VCU receives $2.4 million to strengthen dental care access and pediatric dentistry training
The Virginia Commonwealth University School of Dentistry has received a $2.4 million federal grant to introduce an innovative new curriculum, purchase new dental technology, and build on its ongoing efforts to treat at-risk pediatric patients.
The five-year grant from the U.S. Department of Health and Human Services’ Health Resources and Services Administration will fund the development of a new interprofessional curriculum, provide funds for teledentistry equipment, and expand the pediatric dental residency program at two clinical care sites.
“The grant will help initiate a curriculum that integrates interprofessional education and collaborative care into the pediatric dentistry residency training program, with an emphasis on treating low-income populations and children with complex health care needs,” said Tegwyn H. Brickhouse, D.D.S., Ph.D., department chair, research director and associate professor, Department of Pediatric Dentistry, VCU School of Dentistry.
Through the new interprofessional curriculum, pediatric dentistry residents will have the opportunity to participate in the VCU Center for Interprofessional Education and Collaborative Care’s educational programs while providing dental care for children at various clinical sites. Students will provide care at the Children’s Hospital of Richmond at VCU and the Piedmont Regional Dental Center, which is a safety net dental practice in Orange, Virginia. The grant also covers the cost of dental technology equipment such as a digital X-ray and an intra-oral video camera. The new technology will enable pediatric dentistry residents to provide consultation services for children at rural sites without necessitating a trip to a dental office.

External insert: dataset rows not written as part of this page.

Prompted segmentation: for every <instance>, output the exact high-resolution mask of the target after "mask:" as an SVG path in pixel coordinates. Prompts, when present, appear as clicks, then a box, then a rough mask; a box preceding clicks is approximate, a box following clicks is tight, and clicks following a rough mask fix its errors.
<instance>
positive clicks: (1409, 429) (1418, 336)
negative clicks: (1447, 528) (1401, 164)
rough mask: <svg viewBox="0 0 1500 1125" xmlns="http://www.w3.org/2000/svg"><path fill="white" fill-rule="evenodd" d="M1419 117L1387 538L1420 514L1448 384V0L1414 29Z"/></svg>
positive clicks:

Tooth decay is the most common chronic disease of children, according to the Centers for Disease Control and Prevention. Recently, the CDC has found that the number of children with tooth decay in baby teeth is increasing. The percentage of children and adolescents aged 5-to-9 years with untreated tooth decay is twice as high for those from low-income families compared with children from higher-income households, according to the CDC. Through interprofessional education, collaborative clinical training, and innovative use of dental technology, the residents and pediatric dentists at the VCU School of Dentistry will work to bridge that gap over the next five years.
“The hope is that we will be able to reach the approximately 50 percent of low-income children in Virginia who are not yet seeing a dentist,” Brickhouse said.
In February, students and faculty at the VCU School of Dentistry provided free dental services for more than 200 children in need of dental care who did not have dental insurance at the school’s annual Give Kids a Smile Day. The VCU Dental Care pediatric dental practice provides year-round specialty dental care for children from birth to age 18.